Agent Context Protocols Enhance Collective Inference
Devansh Bhardwaj, Arjun Beniwal, Shreyas Chaudhari, Ashwin Kalyan, Tanmay Rajpurohit, Karthik R. Narasimhan, Ameet Deshpande, Vishvak Murahari
TL;DR
This work addresses interoperability gaps in multi-agent systems by introducing Agent Context Protocols (ACPs), which pair a persistent Execution Blueprint DAG with standardized inter-agent messages to enable fault-tolerant, long-horizon collective inference. ACPs formalize agent capabilities, task decomposition, and tool orchestration within a domain-agnostic framework, leveraging messages like AGENT_REQUEST, AGENT_RESPONSE, and ASSISTANCE_REQUEST and a suite of standardized error codes. Empirical results show state-of-the-art performance on AssistantBench (28.3% accuracy with domain tools) and best-in-class multimodal report generation, along with ablations highlighting the importance of coordination and fault tolerance. The approach offers a modular, extensible foundation for rapid construction of generalist, domain-adaptable agents with robust error handling and interoperability across diverse tasks.
Abstract
AI agents have become increasingly adept at complex tasks such as coding, reasoning, and multimodal understanding.

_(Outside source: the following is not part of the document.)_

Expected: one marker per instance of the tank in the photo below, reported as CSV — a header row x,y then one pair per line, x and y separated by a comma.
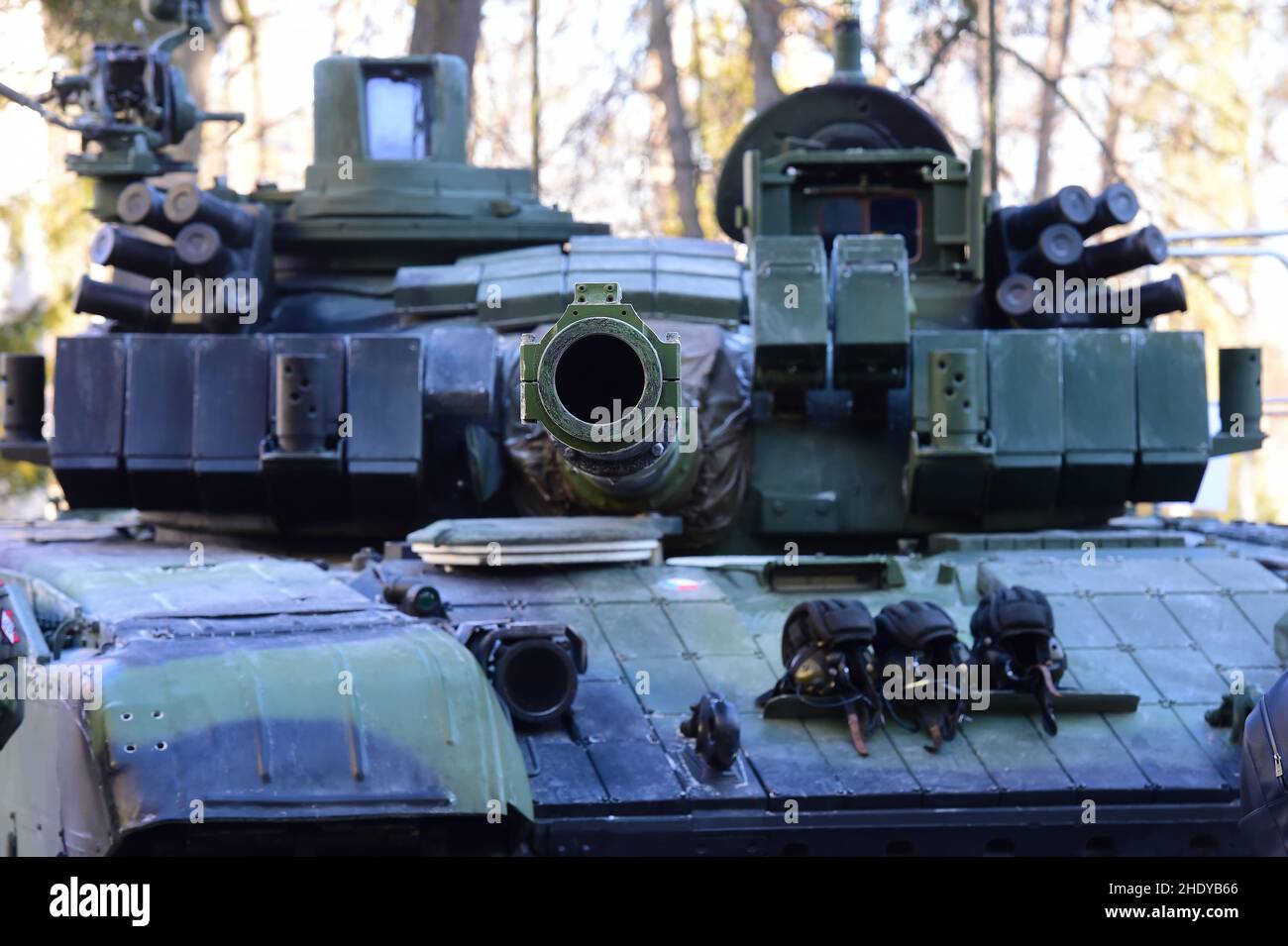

However, building generalist systems requires moving beyond individual agents to collective inference -- a paradigm where multi-agent systems with diverse, task-specialized agents complement one another through structured communication and collaboration. Today, coordination is usually handled with imprecise, ad-hoc natural language, which limits complex interaction and hinders interoperability with domain-specific agents. We introduce Agent context protocols (ACPs): a domain- and agent-agnostic family of structured protocols for agent-agent communication, coordination, and error handling. ACPs combine (i) persistent execution blueprints -- explicit dependency graphs that store intermediate agent outputs -- with (ii) standardized message schemas, enabling robust and fault-tolerant multi-agent collective inference. ACP-powered generalist systems reach state-of-the-art performance: 28.3 % accuracy on AssistantBench for long-horizon web assistance and best-in-class multimodal technical reports, outperforming commercial AI systems in human evaluation. ACPs are highly modular and extensible, allowing practitioners to build top-tier generalist agents quickly.